International equity fund managers who are less constrained by their investment mandates of their funds have been better able to take advantage of opportunities around the globe and retract positions still exposed to the effects of the financial crisis than their more benchmark-constrained competitors, according to a new report by Standard & Poor's.
A number of fund managers have also revised their risk-management approach from one based on observing the degree the portfolio diverges from its benchmark to one where risk is viewed from an absolute sense.
"We have seen a trend among many international managers to broaden their investment mandate constraints to better align constraints to risk targets and manager skill," S&P Fund Services analyst Justine Gorman said.
"The structure of international equity markets is also changing, with emerging markets becoming an ever-increasing portion of global growth and demand, leading to improved transparency and liquidity in these markets," she said.

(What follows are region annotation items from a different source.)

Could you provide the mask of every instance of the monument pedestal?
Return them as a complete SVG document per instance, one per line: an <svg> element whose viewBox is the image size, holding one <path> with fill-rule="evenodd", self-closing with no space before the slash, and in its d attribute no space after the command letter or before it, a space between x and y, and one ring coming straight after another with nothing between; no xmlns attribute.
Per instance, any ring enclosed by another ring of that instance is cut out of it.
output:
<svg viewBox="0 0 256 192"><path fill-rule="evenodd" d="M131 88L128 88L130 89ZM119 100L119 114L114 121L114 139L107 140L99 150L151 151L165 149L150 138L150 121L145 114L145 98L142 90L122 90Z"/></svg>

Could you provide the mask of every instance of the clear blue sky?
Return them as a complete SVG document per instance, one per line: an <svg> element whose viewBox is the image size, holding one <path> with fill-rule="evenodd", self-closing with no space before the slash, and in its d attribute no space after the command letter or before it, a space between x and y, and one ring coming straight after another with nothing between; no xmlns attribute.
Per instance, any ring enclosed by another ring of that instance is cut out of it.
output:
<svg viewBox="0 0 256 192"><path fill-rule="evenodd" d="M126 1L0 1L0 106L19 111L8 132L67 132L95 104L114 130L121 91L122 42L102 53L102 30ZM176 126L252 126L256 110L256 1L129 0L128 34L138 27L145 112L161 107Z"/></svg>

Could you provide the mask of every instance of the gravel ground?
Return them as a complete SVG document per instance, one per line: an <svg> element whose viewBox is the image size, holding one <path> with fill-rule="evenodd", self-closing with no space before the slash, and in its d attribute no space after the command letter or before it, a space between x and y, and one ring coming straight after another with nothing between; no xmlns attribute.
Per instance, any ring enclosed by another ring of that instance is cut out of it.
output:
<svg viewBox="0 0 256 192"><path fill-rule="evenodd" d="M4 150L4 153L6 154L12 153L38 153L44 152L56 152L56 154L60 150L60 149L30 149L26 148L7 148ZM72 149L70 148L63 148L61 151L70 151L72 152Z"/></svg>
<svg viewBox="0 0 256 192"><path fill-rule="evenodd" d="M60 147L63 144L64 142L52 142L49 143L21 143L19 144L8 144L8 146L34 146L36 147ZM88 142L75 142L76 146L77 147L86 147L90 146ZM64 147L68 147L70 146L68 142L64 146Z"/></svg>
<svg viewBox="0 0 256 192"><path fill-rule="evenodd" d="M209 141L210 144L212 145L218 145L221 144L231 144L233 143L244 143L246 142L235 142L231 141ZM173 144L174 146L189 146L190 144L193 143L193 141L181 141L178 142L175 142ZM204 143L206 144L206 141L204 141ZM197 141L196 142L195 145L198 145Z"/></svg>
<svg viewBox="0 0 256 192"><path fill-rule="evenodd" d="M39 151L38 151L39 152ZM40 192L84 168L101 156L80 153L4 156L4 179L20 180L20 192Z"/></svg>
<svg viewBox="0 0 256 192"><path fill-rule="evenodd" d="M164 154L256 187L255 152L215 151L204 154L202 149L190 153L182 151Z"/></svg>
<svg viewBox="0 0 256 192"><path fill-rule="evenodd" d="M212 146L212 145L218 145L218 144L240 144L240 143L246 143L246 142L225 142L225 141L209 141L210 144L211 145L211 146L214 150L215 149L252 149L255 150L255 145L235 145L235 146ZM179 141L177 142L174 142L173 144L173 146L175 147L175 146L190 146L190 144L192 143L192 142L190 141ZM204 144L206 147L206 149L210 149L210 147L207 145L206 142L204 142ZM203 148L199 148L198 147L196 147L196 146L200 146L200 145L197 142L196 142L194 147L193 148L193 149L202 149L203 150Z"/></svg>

The research house surveyed 345 international equities funds offered by 38 managers in its sector review.
S&P found that in the year to 30 September 2010, fund managers that identified the greatest level of alpha opportunities were from growth or growth at a reasonable price, thematic, concentrated, and unconstrained equity investment disciplines.
The research also indicated that managers have been increasing their cash limits, in some cases up to 10 or 20 per cent.
International equity small-cap stocks widely outperformed large-cap stocks over the year to September 2010, returning 24.4 per cent and 12.7 per cent, respectively in US dollar terms.